Ces verres nouvelle génération s’appuient sur une technologie innovante. Ils sont équipés d’une constellation de microlentilles qui visent à corriger l’hypermétropie périphérique, caractéristique de l’œil myope, et ainsi ralentir la progression de la myopie. « Il y a plus de 1000 petites lentilles, qui vont parler à l’œil de l’enfant pour lui dire qu’il faut ralentir la croissance anormale qui est présente dans la myopie progressive », ajoute Guillaume Giraudet.
Sont-ils pour autant efficaces ? En France, 240 enfants et adolescents participent à une étude pour tester ces nouveaux verres. Angèle 14 ans, dont la myopie est handicapante au quotidien, les teste depuis un an. C’est le jour du verdict chez l’ophtalmologue. « Sa myopie n’a pas évolué de manière fulgurante, il y a juste une toute petite modification mais aurait peut-être été plus importante s’il n’y avait pas eu ces lunettes-là », explique le docteur Gilles Martin, ophtalmologue à l’hôpital Fondation Adolphe de Rothschild.
« Favoriser les activités de la lumière naturelle »
Les experts continuent toutefois à prôner les bons réflexes : « Favoriser les activités en extérieur, à la lumière naturelle, deux heures par jour. Lorsqu’on est devant un écran ou un livre, faire une pause toutes les 20 minutes en regardant au loin pendant 20 secondes ». Des actions qui peuvent « déjà beaucoup agir sur la myopie », assure l’ophtalmologue.

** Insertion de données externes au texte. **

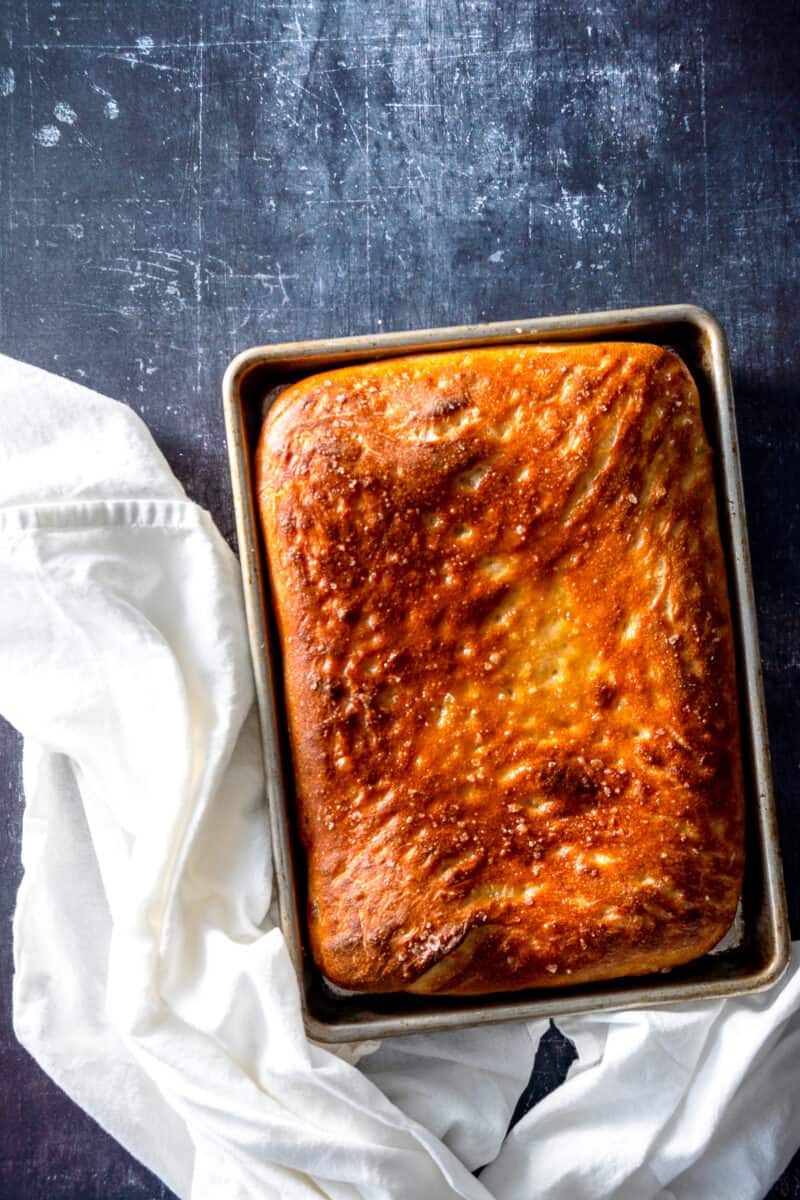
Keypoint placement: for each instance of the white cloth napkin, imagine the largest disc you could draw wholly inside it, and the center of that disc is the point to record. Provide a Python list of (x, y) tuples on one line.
[(151, 982)]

Freiner la myopie, notamment chez les enfants, reste important, car le trouble de la vision peut entraîner des complications, voire des pathologies plus graves. « Cataractes, glaucomes et décollements de rétine sont plus fréquents chez les myopes. Pour les myopes les plus sévères, il y a un véritable risque de cécité », souligne le Pr Ramin Tayadoni, responsable de l’institut français de la myopie, à l’hôpital Fondation Adolphe de Rothschild. « 80% » d’entre eux risquent de perdre la vue au cours de sa vie.
Seul hic de ces nouveaux verres : le prix, autour de 400 euros la paire, soit un surcoût par rapport à des verres correcteurs classiques, plus ou moins bien pris en charge selon les mutuelles. Un meilleur remboursement est actuellement étudié par les autorités de santé.